Other variants I’ve made include onions and cheese, steak and cheese with onions*, and today’s batch was broccoli, onions, and shallots, with added butter (I was out of cheese).
*Cook the onions in butter over low heat until they turn golden, then add finely chopped/shaved steak and brown; allow to cool for a few minutes before mixing with the eggs and quinoa so the eggs don’t set.
Jessica Fisher
Great to hear. Thanks for the input!
Jennifer
Thanks for the recipe! I just finished making the broccoli cheddar ones and made a spinach, sausage and cheddar one!
Heidi
Wow! These sound delicious. How many are considered a serving (in case I’m tempted to eat the whole batch!)?
Jessica Fisher
We counted each one as a “serving” for nutritional calculations. Eat as many as you want. Know that the nutritional data is approximate and based on one egg bite.
Autumn
Made mine with rotisserie shredded chicken, jalapeno and chiunana cheese so good!!
Mitch
A serving for me is the whole batch, but I’m not a small fellow and I have a good appetite.

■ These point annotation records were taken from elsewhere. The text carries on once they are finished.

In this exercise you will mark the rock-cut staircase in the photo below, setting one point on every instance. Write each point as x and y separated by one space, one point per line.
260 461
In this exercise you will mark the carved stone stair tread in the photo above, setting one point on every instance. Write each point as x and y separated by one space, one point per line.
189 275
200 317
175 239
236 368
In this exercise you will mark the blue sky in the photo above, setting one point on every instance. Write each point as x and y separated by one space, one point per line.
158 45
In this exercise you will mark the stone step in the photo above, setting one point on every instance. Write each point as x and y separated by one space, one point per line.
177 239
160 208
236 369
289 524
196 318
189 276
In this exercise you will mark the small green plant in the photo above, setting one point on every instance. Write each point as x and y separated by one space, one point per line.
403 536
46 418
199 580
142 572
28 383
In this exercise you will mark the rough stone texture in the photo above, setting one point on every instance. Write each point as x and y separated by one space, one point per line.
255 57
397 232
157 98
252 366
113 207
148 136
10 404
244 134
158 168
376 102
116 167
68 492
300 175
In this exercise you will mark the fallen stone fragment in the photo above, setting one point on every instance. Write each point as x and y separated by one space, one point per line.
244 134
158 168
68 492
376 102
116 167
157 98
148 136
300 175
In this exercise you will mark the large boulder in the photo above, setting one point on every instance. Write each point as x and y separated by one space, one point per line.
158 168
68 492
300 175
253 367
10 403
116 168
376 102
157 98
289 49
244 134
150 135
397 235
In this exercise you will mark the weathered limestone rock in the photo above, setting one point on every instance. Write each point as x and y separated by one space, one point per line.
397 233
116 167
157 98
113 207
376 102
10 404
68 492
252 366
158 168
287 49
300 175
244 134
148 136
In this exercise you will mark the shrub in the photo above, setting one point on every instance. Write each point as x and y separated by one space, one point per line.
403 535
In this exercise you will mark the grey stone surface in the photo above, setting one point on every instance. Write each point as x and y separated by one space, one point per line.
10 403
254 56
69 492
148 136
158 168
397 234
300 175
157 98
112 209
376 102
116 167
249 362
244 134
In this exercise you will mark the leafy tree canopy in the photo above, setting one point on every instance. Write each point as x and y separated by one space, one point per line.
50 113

Four eggs plus fillings is the equivalent of a large omelet for me, and will keep me full for hours.
Jessica Fisher
Thanks for the input!
Karen J
Amazingly addictive is right! These were super easy to put together. I used little bits of what I had around -bacon, chopped spinach (thawed from frozen), onion, red pepper, and a mushroom. I just filled up one and a quarter cups of these goodies, then proceeded with the recipe using cheddar cheese. The bacon added a nice smoky flavor. My husband dipped his in Sriracha. Plus, they are yummy warm or cold. I’m looking forward to experimenting with different cheeses.
Jessica Fisher
So glad to hear this, Karen. Thanks for taking the time to leave feedback. I think I need to make some more this week.
Jolene J Talboom
I’ve been making these since you posted it in Slack while brainstorming! Love them! I usually make them with ham, cheese and onion or sausage. I also make them in a regular muffin tin instead of the mini. I’ll have to try the broccoli soon! Thank you!
Jessica Fisher
Yay! Glad you’ve enjoyed them, Jolene. Love your adaptations!